# llmux
[](https://crates.io/crates/llmux)
[](https://github.com/doublewordai/llmux)
LLM multiplexer for vLLM. Host multiple models on a single GPU, switching
between them on demand using vLLM's sleep/wake API.
When a request arrives for a model that isn't currently loaded, llmux puts the
active model to sleep (freeing GPU memory) and wakes the requested model. The
OpenAI-compatible API stays up throughout - clients just change the `model`
field.
## How it works
```
Client requests
|
+---------+
| llmux | port 3000 (OpenAI-compatible)
+---------+
/ \
[vLLM:8001] [vLLM:8002]
(active) (sleeping)
```
llmux spawns vLLM processes lazily on first request and manages their
lifecycle. Only one model is active at a time - the rest are sleeping
(weights offloaded to CPU or discarded) or stopped entirely.
### Sleep levels
| **L1** | Slow (offload to CPU) | Fast (~1s) | Most | High (holds weights) | Partial | Model you expect to return to soon |
| **L2** | Fast (~1s) | Slow (reload from disk) | Most | None | No (KV cache, CUDA graphs lost) | Model you may not need for a while |
| **L3** (CUDA suspend) | Fast (~3s, ~15s at TP=2) | Fast (~3s, ~7s at TP=2) | All (100%) | High (holds VRAM) | Full | Like L1, but frees 100% GPU |
| **L4** (CRIU) | ~27s (checkpoint to disk) | ~15s (restore) | All (100%) | None | Full (KV cache, CUDA graphs, allocator) | Many models; lowest resource usage while sleeping |
| **L5** | Kill process | Cold start | All | None | No | Fallback / cleanup |
If L1-L4 sleep fails, llmux automatically escalates to L5 (kill) to guarantee
GPU memory is freed.
#### CUDA suspend (level 3)
Uses `cuda-checkpoint --toggle` to suspend CUDA state and copy VRAM to host
RAM. The process stays alive — no serialization, no CRIU. Wake is just another
toggle to copy state back to GPU.
Like L1, this holds state in CPU RAM. Unlike L1, it frees 100% of GPU memory
(L1 keeps ~500 MiB for CUDA context) and preserves full state.
For TP>1, llmux coordinates NCCL teardown before checkpoint and rebuild after
restore.
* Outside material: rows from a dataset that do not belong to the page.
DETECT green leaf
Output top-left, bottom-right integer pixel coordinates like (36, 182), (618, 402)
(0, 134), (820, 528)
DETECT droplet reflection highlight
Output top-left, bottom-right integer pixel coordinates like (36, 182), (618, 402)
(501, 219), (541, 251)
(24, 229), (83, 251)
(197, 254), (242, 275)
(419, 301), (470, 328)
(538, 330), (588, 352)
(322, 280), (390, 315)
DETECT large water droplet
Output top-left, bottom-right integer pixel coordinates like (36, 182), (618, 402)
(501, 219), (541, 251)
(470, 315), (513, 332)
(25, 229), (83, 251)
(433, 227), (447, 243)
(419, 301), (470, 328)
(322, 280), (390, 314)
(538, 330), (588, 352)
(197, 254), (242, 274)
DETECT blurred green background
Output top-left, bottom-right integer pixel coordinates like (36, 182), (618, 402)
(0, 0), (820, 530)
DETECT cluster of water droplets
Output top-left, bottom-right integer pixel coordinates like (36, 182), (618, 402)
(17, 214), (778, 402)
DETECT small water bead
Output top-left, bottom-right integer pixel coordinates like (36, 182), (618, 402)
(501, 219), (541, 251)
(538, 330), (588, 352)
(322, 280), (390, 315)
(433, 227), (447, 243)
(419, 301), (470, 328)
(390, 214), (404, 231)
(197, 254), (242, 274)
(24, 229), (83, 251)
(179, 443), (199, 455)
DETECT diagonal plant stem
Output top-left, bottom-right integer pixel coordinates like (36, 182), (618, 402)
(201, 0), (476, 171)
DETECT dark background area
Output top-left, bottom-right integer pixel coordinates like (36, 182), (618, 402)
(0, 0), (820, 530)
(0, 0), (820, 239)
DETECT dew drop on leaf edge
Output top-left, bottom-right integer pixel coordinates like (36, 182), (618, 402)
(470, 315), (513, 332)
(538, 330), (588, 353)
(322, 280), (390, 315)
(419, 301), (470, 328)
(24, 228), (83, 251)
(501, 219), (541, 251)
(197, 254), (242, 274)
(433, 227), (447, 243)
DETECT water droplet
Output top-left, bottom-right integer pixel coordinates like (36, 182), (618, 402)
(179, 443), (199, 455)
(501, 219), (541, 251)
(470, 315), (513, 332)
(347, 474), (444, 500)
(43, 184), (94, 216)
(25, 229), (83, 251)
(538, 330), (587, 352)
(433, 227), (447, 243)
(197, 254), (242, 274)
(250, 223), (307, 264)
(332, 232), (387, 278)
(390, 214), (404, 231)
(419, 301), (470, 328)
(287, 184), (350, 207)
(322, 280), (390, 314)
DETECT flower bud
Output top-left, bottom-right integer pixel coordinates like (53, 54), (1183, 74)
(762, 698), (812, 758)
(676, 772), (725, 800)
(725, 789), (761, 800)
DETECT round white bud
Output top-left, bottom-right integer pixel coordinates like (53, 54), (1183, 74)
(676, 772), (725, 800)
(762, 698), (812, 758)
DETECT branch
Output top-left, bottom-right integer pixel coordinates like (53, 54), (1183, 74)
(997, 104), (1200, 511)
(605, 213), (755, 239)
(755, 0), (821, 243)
This requires patched vLLM with `suspend_nccl`/`resume_nccl` support
(included in the Docker image).
**Requirements:**
- `cuda-checkpoint` utility (included in Docker image)
- Root access (or passwordless `sudo` for `cuda-checkpoint`)
- For TP>1: `--enforce-eager` and `--disable-custom-all-reduce` in `extra_args`
#### CRIU checkpoint (level 4)
CRIU checkpointing uses `cuda-checkpoint` and `criu` to snapshot the entire
vLLM process tree to disk, then kill it. On restore, CRIU brings the process
back with all state intact — including GPU VRAM contents, KV cache, CUDA
graphs, and the warmed memory allocator. First inference after restore is ~30ms
(no warmup needed).
**Requirements:**
- CRIU 4.x with the CUDA plugin (`libcuda_plugin.so`) (included in Docker image)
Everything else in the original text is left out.